Bill would adjust student loan rates

Your Money

February 04, 2007|By Carolyn Bigda | Carolyn Bigda,Tribune Media Services

Student-loan borrowers cheered last month when the House voted to halve interest rates on federal loans. But don't start celebrating just yet.

The bill, called the College Student Relief Act of 2007, would reduce the current rate on subsidized Stafford loans from a fixed 6.8 percent to a fixed 3.4 percent over five years.

Subsidized Stafford loans are awarded based on financial need, and the federal government covers the interest while you're in school.

The loan's counterpart, the unsubsidized Stafford, is available to any student, and interest accrues while you study. It would continue to carry a 6.8 percent fixed rate.

"There's no question that the bill would help a lot of students, especially when students are becoming increasingly indebted," said Stephen Burd, a senior research fellow who covers financial-aid issues for the New America Foundation, a nonpartisan public policy group.

The median debt level of graduates who borrowed to pay for a private, four-year college was $19,500, data from the College Board show. At public universities, the figure is $15,500.

The House bill wouldn't lower the amount students have to borrow. But it would make the debt more affordable.

What would you save?

The gradual rate drop would mean some students would borrow at a new fixed rate each year: 6.12 percent on loans disbursed starting July 1, 5.44 percent in 2008, 4.76 percent in 2009, 4.08 percent in 2010 and 3.4 percent after July 1, 2011.

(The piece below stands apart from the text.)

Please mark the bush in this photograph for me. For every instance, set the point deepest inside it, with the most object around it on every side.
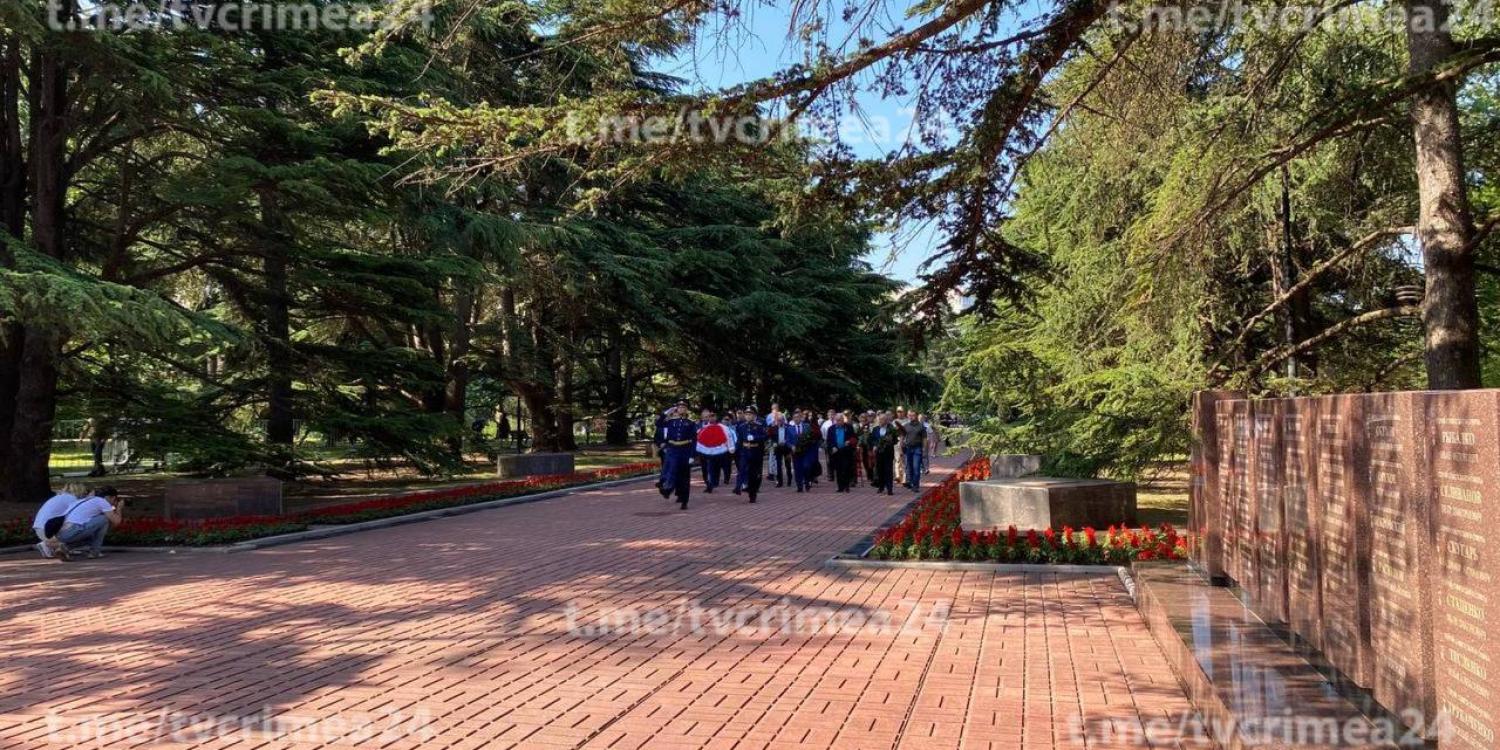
(153, 531)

Translated into dollars: If you enroll this fall and borrow the maximum subsidized Stafford for four years, you would save an estimated $2,100 in interest over the typical 10-year repayment period. For freshmen who start school in 2011, the savings would be nearly double.

What's up for debate?

The Senate is expected to take up the issue this month, with prospects uncertain and progress potentially slow. Sen. Edward M. Kennedy, a Massachusetts Democrat and chairman of the Senate Health, Education, Labor and Pensions Committee, plans to introduce a more comprehensive bill with benefits that would include:

An increase in the maximum Pell grant (awarded to undergraduates with the most financial need and is not repaid) from $4,050 to $5,100.

Capping monthly student loan payments to 15 percent of a borrower's discretionary income and raising the allowable tax deduction for college tuition to $12,000.

"I'm not that optimistic about their ability to get it all done this year," Burd said.

One reason is that the Democrats have a narrower majority in the Senate than in the House.

Even more important, though, might be figuring out how to pay for any changes.

The House bill is expected to cost about $6 billion, most of which would be offset by reducing subsidies paid to private lenders that administer federal student loans, such as Sallie Mae, Citibank and the National Education Loan Network.

"We support cutting interest rates to the lowest possible rate," said Conwey Casillas, a Sallie Mae representative.

Some would receive nothing.

Not every student-loan borrower would benefit from either the House bill or the Senate's proposals.

"It does nothing for people who've already been through college," said Alan Collinge, founder of Student Loan Justice.

Also, graduate student loans do not qualify for the rate cut.

Carolyn Bigda writes for Tribune Media Services.